I spent some time with sculptor Alan Thornhill just before Christmas, talking about a work he was re-acquainting himself with, that he created in the early 1970s. Thornhill noted:
I first met Colin Davis as he then was at several supper parties with friends in North London. In the course of conversation we discovered that he frequently visited friends living very near us in Putney.
To our pleasant surprise he began dropping in on us for a chat on his way to visit them at the other end of the road.
Of course I complied with his curiosity to have a peep at my largish studio at the end of the garden where there were bits and pieces of my work lying about including portrait heads as yet still being worked on.
I expressed an interest in doing something with him as my subject. He said that might be possible but only if it didn’t require an interruption between him and any work he was involved in at the time. No sittings were permitted but I was allowed to attend rehearsals in a disused cinema in the East End where I could place myself near the centre of things – and subsequently I worked on this head from a box in Covent Garden during the final rehearsals of Nabucco.
I did further work in the studio from drawings and from memory to complete the head. It is perceived by those who knew him as a good likeness. For me it is a study of a thoughtful, interior listening.

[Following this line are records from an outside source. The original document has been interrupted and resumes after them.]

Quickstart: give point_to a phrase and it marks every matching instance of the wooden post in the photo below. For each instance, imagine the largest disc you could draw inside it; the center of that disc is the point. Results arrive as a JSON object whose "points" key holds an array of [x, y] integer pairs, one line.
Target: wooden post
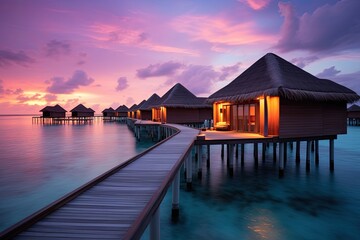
{"points": [[274, 151], [281, 159], [317, 152], [208, 156], [222, 151], [189, 173], [176, 196], [297, 152], [242, 153], [331, 154], [155, 226], [308, 149], [199, 156], [263, 151]]}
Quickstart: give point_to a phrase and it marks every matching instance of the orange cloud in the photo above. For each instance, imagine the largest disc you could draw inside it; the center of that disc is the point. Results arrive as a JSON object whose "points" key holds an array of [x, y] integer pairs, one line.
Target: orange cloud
{"points": [[217, 30]]}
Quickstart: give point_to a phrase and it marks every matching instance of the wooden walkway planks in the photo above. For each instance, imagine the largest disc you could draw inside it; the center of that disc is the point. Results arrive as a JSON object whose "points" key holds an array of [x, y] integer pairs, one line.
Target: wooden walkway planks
{"points": [[120, 206]]}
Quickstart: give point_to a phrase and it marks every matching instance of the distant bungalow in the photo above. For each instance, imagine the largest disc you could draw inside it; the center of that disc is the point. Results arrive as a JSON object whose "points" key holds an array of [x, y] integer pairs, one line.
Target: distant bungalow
{"points": [[275, 97], [144, 112], [132, 110], [179, 105], [353, 114], [53, 111], [122, 111], [108, 112], [82, 111]]}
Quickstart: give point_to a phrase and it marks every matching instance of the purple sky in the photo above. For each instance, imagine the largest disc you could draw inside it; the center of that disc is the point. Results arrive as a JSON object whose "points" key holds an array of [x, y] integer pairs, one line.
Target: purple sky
{"points": [[108, 53]]}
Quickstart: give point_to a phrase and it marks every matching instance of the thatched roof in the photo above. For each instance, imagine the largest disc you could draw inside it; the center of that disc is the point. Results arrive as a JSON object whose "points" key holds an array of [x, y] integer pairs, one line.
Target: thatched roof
{"points": [[179, 96], [122, 109], [273, 76], [133, 108], [81, 108], [56, 108], [152, 101], [354, 108], [108, 110]]}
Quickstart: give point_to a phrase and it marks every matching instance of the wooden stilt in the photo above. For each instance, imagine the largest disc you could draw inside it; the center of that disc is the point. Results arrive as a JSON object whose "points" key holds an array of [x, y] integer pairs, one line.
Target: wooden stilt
{"points": [[274, 151], [317, 152], [331, 146], [297, 152], [175, 197], [281, 159], [308, 149]]}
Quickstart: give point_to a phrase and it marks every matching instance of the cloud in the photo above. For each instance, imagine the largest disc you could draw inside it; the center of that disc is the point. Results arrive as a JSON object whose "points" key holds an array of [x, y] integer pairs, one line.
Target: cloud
{"points": [[329, 29], [350, 80], [19, 58], [157, 70], [122, 84], [218, 30], [256, 4], [301, 62], [57, 48], [61, 86]]}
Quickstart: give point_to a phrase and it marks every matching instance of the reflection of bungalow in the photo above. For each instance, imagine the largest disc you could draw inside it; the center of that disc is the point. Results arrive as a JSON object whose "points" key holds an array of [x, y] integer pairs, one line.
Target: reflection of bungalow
{"points": [[53, 111], [275, 97], [179, 105], [144, 111], [108, 112], [122, 111], [82, 111], [353, 114], [131, 113]]}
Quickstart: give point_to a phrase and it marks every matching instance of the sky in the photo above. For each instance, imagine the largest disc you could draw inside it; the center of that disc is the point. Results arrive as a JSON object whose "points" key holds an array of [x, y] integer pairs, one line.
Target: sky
{"points": [[108, 53]]}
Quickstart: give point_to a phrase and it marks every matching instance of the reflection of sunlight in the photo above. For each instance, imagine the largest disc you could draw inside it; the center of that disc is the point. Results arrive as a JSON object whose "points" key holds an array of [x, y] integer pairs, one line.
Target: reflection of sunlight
{"points": [[264, 226]]}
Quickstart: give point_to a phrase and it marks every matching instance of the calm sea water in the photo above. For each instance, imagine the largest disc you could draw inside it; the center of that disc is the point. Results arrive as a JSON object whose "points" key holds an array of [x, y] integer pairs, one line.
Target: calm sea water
{"points": [[41, 163], [255, 204]]}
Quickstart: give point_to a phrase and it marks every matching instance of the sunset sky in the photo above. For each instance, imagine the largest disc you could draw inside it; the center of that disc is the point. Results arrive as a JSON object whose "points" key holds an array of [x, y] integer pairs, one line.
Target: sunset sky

Colin Davis’ first months in charge at Covent Garden Opera House were not easy ones; booing was heard at the performance of Nabucco in 1972. But despite the teething problems in his 15 year tenure at Covent Garden, he performed 30 operas there and was noted for his pre-eminence as an interpreter of Britten and Stravinsky. Davis was appointed CBE in 1965, knighted in 1980 and appointed Companion of Honour in 2001. He was awarded the Royal Philharmonic Society’s gold medal in 1995 and the Queen’s Medal for Music in 2009.
This terracotta head of Sir Colin Davis (1927-2013) deserves to be more widely known. Working from life when not in the setting of a formal sitting is difficult. Yet this head demonstrates that a perceptive artist working from an active, moving figure has captured the conductor in complete concentration, at one with his inner thoughts; in the zone, so to speak.